Its taken a further 3 years of pruning and feeding to make the tree compact and strong again. This is how it looks at the moment after a recent re-pot and a change of angle. The next job will be to re-wire and position the new branches when it has rested sufficiently.
The second tree was given to me by a friend in 2014. This how it looked at that time.
It was an awkward looking thing with most of the growth to the right hand side. I decided to start by introducing a shari and some jins.
This is how it looked after pruning and re-potting in 2015.
2 years later, the canopy has filled out and it has had a slight change of angle
The last one for today is a needle juniper belonging to Gerry. Unlike the others this tree is very vigorous and needs regular pruning to keep it in shape . He acquired it in 2014 and this is its second re-pot. This is how it looked in 2014
This is how it looked after its first styling in 2015.
We weren’t entirely happy with the planting angle or the pot in the previous picture so that has been changed this time around. we have planted it temporarily in a training pot until a more suitable one turns up.

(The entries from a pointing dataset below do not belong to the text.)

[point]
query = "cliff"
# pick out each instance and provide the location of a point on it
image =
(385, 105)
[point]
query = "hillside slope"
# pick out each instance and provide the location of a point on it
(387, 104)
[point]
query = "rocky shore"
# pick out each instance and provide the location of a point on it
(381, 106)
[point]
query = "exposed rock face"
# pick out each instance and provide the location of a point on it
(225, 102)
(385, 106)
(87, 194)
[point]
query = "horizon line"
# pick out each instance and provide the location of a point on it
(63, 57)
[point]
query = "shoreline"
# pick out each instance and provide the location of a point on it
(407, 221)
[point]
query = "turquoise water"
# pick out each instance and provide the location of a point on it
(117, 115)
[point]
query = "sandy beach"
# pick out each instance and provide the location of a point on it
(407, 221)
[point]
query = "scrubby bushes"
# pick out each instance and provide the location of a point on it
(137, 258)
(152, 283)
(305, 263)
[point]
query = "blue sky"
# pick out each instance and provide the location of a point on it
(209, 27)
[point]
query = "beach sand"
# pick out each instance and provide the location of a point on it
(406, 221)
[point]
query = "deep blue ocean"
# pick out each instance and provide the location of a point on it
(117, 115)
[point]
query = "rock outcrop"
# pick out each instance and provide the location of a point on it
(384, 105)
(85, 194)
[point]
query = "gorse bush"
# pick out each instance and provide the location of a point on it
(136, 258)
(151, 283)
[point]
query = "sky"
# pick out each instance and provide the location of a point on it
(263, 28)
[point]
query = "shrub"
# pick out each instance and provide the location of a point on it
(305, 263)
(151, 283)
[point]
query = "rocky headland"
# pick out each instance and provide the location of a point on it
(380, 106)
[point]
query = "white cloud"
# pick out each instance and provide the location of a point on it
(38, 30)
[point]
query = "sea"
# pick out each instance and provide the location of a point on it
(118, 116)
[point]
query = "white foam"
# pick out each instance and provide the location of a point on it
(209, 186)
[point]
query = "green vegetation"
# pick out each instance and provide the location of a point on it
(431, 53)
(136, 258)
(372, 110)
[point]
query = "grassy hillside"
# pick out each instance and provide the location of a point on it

An idyllic way to spend a summers day.
This tree has to be pruned regularly throughout the summer to maintain its shape. The leaves on the secondary branches are formed in pairs and each pair of leaves produces a new extension shoot at their union. To keep the tree in shape I prune all extension shoots back to the first pair of leaves. Flowering shoots are also produced at the point where the leaves connect with the secondary branches. I re-potted the tree in the spring but unfortunately it fell off the bench and the original pot was smashed. I’ve re-housed it in this green glazed drum pot as a temporary measure until I can have a more suitable pot made.
This is how it looked before work commenced this morning
And this is how it looks at the moment
For over a year now, I have been feeding this tree with tomato fertiliser to try and encourage more flowering and fruiting shoots. It seems to be working. Slowly but surely, as each year passes it is producing more flowers and berries.